AYO has R5.3bn in offers for its shares
Placement is oversubscribed
A PRIVATE placement by AYO Technology Solutions was significantly oversubscribed, with offers worth R5.3 billion received for shares in the majority black-owned ICT company, 23 percent more than the company wanted to raise.
The company, which is a spin-off of African Empowerment Equity Investments (AEEI), said earlier this month it would undertake the private placement by way of an offer to invited investors to subscribe for private placement shares in AYO Technology at R43 a share, thereby raising R4.3bn.
Khalid Abdulla, chief executive of AEEI, said yesterday that the amount it was seeking to raise in the private placement would not be increased and successful invited investors would be advised of their allocations by yesterday.
“AYO Technology is pleased to announce that it received strong demand for its private placement that closed on Friday, with the book being oversubscribed.
“AYO Technology received irrevocable commitments from invited investors to subscribe for shares in AYO Technology to the value of R5.3bn, well in excess of the R4.3bn sought to be raised in terms of the private placement,” Abdulla said.
The private placement will reduce AEEI’s shareholding in AYO from 69.55 percent following the broad-based black economic empowerment consortium share issue, to about 49 percent on the listing date.
AEEI has already successfully listed Premier Fishing and Brands separately on the main board of the JSE this year.
The subsidiary raised R526 million capital through the issue of new shares on the listing date. AYO will list in the “Computer Services” sector of the main board of the JSE on Thursday.
AYO companies have international partnerships with leading technology suppliers, including InterSystems Corporation, JAC (UK), Microsoft and Fujitsu Computers.
The group also holds a 30 percent stake in British Telecoms SA.
AYO currently holds a 25 percent market share of the South African public hospital sector and manages the country’s national health laboratories.

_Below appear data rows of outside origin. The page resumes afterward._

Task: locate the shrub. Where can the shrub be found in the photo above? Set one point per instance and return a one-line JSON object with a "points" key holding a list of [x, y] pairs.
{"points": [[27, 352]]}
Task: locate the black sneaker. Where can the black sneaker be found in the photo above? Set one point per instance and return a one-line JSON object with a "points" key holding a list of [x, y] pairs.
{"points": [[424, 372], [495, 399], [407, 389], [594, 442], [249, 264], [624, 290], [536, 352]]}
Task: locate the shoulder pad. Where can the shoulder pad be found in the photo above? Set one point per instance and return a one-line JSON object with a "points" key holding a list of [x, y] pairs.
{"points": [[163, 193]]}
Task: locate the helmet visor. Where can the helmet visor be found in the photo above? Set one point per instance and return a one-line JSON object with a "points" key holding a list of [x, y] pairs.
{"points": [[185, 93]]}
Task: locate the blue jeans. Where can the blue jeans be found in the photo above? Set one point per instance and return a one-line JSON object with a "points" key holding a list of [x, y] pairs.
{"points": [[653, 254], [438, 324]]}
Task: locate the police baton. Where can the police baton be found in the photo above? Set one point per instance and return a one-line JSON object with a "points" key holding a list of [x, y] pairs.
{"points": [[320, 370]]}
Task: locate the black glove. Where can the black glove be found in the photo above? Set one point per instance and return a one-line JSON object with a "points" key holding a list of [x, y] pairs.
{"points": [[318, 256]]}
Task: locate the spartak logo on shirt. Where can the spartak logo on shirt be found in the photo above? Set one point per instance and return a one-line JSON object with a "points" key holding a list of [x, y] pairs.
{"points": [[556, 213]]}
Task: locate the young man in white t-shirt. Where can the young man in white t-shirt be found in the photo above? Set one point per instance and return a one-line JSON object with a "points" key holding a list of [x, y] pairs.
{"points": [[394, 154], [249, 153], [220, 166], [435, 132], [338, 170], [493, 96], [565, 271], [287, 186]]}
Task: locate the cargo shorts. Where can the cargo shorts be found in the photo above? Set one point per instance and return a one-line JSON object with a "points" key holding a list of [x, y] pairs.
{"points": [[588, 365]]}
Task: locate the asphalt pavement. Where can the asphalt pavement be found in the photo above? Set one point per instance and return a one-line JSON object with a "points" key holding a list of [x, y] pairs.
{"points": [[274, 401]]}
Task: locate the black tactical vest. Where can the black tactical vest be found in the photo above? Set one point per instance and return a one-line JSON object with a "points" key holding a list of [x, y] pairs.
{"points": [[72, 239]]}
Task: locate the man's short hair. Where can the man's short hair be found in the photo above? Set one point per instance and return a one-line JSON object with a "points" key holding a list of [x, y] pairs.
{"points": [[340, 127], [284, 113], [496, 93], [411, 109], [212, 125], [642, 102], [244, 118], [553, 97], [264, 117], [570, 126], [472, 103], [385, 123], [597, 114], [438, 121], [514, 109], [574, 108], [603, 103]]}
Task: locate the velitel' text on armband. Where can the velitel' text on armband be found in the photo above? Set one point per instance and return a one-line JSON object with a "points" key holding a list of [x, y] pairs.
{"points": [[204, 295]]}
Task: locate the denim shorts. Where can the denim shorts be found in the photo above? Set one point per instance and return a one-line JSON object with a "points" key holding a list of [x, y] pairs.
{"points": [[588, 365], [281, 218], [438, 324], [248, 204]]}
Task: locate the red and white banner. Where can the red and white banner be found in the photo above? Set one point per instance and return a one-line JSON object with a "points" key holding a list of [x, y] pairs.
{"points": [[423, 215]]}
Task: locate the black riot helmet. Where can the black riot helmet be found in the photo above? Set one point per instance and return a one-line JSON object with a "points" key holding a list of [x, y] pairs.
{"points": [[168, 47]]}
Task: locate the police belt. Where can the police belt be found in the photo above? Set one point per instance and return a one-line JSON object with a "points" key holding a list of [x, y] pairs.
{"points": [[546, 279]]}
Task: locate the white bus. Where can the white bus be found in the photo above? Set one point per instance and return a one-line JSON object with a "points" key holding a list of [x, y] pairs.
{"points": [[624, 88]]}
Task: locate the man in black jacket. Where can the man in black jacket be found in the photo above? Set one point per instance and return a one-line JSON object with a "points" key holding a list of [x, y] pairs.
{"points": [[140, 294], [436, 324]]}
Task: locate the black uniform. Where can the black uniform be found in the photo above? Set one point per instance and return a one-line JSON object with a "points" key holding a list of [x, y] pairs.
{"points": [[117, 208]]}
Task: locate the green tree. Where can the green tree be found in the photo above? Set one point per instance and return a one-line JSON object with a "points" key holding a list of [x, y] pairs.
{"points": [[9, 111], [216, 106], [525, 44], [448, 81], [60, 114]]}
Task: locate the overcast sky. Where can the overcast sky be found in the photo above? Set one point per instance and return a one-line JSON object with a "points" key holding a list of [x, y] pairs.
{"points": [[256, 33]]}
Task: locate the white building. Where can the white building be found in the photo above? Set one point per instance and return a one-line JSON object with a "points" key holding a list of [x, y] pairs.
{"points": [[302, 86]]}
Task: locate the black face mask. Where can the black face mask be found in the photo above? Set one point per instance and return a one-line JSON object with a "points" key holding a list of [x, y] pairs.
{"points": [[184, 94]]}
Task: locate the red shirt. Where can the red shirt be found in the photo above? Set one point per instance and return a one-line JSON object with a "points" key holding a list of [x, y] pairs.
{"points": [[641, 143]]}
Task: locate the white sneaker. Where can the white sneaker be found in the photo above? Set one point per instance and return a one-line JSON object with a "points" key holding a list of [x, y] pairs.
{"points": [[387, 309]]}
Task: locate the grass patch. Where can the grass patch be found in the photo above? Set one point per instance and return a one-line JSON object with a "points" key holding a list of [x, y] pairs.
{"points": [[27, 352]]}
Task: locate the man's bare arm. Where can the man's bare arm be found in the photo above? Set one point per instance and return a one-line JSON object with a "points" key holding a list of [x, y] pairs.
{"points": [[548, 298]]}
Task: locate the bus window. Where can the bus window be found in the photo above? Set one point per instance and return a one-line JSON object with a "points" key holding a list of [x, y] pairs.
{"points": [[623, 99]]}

The group also boasts blue chip clients and partners, such as all the major banks, Nokia, Siemens, Cisco, and Microsoft.
Little attention Asief Mohamed, the chief investment officer at Aeon Investment Management, said investors would pay little attention to the scandal engulfing JSE-listed companies but would fixate their attention on AYO’s profitability and valuation.

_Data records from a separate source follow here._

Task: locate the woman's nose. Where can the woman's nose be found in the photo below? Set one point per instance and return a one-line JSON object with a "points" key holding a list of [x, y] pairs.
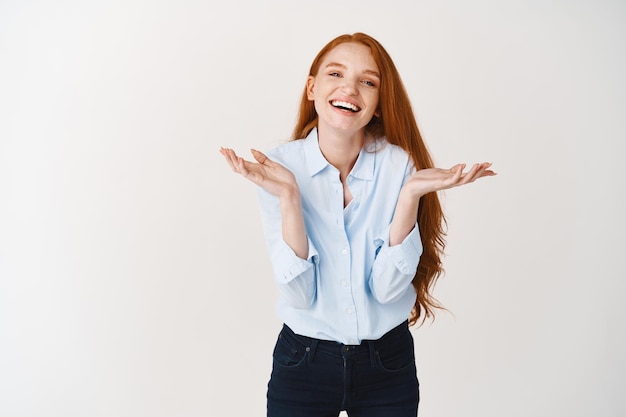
{"points": [[350, 86]]}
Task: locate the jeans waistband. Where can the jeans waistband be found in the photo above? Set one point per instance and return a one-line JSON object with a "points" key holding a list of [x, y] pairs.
{"points": [[314, 345]]}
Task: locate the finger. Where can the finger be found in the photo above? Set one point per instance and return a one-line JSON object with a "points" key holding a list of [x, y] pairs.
{"points": [[261, 157], [477, 171], [230, 157]]}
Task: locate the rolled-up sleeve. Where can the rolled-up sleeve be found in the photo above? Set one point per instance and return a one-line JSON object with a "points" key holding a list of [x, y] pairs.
{"points": [[395, 266], [295, 277]]}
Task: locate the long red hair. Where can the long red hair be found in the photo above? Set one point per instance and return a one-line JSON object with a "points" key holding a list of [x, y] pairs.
{"points": [[396, 122]]}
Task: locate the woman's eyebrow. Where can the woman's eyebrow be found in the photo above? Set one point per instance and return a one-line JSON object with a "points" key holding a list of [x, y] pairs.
{"points": [[337, 64]]}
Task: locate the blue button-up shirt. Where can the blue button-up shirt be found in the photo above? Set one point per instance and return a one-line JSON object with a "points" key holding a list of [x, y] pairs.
{"points": [[353, 286]]}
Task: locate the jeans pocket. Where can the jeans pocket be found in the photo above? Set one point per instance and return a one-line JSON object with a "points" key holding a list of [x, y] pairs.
{"points": [[396, 357], [288, 353]]}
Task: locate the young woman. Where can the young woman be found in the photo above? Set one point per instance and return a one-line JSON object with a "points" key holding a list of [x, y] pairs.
{"points": [[355, 232]]}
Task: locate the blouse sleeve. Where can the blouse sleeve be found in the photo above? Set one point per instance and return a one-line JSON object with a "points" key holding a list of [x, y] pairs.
{"points": [[295, 277]]}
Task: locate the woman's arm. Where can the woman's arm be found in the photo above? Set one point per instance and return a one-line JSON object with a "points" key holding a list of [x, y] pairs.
{"points": [[293, 259], [398, 256]]}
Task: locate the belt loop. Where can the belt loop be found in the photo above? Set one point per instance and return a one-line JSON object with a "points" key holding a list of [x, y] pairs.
{"points": [[312, 349], [373, 355]]}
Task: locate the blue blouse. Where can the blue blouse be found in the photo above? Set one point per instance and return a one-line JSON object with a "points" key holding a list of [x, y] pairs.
{"points": [[353, 286]]}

“There is going to be a lot of investment in the ICT and IT sector as companies and government look to the sector to improve their efficiencies and processes.

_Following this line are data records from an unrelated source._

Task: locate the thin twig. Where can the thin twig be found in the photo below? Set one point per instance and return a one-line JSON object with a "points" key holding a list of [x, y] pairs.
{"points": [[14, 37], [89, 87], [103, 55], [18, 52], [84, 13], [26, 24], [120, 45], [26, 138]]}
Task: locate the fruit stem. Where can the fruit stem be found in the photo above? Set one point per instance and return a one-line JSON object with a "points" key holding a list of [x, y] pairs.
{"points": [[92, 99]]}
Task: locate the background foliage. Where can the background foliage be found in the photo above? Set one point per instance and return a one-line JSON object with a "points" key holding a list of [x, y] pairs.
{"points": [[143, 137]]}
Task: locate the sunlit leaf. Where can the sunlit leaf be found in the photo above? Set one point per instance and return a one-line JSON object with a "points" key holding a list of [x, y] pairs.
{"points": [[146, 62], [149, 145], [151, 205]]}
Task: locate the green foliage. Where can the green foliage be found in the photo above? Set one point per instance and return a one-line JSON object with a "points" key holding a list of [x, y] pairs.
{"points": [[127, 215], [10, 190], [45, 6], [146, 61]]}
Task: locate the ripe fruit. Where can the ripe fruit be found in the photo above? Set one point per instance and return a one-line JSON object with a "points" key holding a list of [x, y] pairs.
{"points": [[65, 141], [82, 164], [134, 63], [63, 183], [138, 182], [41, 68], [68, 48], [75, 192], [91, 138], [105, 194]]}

“This means there are good prospects for a company like AYO,” Mohamed said.
AEEI said in financial results for the six months to February said that its ICT division grew organically in the period.
The division’s revenue for this reporting period increased by 119 percent to R234 million, while operating profit grew 17 percent to R197m.
AEEI’s ICT arm has already acquired 51 percent of the equity and voting interests of Headset Solutions and a 57 percent equity and voting interest in Puleng Technologies in recent months. “AYO Technology’s growth strategy will be enabled by the capital raised pursuant to the private placement.
“The capital raised, the strategic relationship with BT and the strong acquisition pipeline will enable AYO Technology to be one of the most empowered multidiscipline ICT groups with a full suite of products and services that is able to deliver turnkey ICT solutions to any client,” AYO said in its pre-listing statement.